Adoption of new technologies in industries is contributing towards retrenchment levels in the country, the Confederation of Zimbabwe Industries has said. In its 2012 annual Manufacturing Sector Survey report, the CZI said 21 percent of industries engaged indicated that they had retrenched permanent staff.
"This is mainly due to automation as well as a downturn in business," it said.
The survey indicated that some companies had wanted to retrench but the Government blocked them.
Labour costs have also negatively impacted on business viability and have remained a challenge.
"At least 81 percent of industry indicated that their wage bill had increased from 2010 to 2011 with major reasons being wage increases," it said.
The average labour cost as a percentage of total inputs for the manufacturing sector stands at 27 percent, while the total employee costs are 35 percent.

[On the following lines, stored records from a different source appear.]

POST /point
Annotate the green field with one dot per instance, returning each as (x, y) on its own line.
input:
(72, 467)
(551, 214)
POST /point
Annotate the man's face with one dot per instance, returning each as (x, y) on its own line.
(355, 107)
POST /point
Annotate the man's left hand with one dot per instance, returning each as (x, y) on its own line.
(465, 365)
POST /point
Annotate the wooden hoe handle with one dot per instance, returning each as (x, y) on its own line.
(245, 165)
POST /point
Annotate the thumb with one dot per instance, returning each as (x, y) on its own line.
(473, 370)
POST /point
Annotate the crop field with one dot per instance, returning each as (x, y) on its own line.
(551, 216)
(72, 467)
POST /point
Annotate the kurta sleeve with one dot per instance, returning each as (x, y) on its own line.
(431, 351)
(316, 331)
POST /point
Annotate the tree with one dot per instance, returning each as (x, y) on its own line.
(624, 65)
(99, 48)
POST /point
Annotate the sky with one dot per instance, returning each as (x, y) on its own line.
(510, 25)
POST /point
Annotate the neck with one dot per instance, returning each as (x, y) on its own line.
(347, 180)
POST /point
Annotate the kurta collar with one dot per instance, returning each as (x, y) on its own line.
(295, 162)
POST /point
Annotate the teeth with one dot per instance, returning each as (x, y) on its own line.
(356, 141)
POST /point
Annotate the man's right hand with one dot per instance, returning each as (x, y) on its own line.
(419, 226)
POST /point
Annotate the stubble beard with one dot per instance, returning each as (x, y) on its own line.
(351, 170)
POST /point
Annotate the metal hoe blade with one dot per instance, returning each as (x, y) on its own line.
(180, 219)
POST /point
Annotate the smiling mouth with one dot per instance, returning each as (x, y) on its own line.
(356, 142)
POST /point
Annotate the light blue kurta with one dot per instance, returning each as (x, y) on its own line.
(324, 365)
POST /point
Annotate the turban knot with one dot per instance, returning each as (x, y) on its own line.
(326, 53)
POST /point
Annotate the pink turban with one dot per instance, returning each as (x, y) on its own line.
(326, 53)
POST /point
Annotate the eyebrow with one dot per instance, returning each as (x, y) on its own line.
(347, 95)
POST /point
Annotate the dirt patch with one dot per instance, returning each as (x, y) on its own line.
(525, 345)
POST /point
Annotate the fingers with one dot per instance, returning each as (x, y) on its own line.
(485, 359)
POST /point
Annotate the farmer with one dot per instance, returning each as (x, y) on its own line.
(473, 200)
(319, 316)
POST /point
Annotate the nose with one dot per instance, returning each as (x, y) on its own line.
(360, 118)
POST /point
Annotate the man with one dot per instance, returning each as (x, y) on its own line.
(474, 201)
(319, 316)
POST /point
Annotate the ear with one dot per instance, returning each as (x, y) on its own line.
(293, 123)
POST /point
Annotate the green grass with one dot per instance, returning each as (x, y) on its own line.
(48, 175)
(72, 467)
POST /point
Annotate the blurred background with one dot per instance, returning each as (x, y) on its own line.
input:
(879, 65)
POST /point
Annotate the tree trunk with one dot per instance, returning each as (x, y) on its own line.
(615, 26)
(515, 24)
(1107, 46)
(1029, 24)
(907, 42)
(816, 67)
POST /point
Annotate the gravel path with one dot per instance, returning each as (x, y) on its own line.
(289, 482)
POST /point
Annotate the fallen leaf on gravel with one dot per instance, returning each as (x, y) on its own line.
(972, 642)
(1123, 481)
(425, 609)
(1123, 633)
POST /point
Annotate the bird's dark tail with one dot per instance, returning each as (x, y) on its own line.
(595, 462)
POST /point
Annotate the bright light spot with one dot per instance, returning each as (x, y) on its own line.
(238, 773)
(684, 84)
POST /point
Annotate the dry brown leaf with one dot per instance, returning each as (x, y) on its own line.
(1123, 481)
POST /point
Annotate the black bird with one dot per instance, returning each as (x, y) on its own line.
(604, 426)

Meanwhile, the survey showed mixed reactions in terms of productivity related wages for the companies.
However, according to some reports, figures of retrenched workers in the first half of the year dropped slightly to 1 140 from 1 665 in the period last year.
Low capacity utilisation, low product demand, obsolete machinery, lack of working capital and raw materials are also some of the factors which trigger most of the retrenchments. Several companies, including Air Zimbabwe, the Cotton Company of Zimbabwe, Jaggers and a number of banks retrenched in 2011 and this year.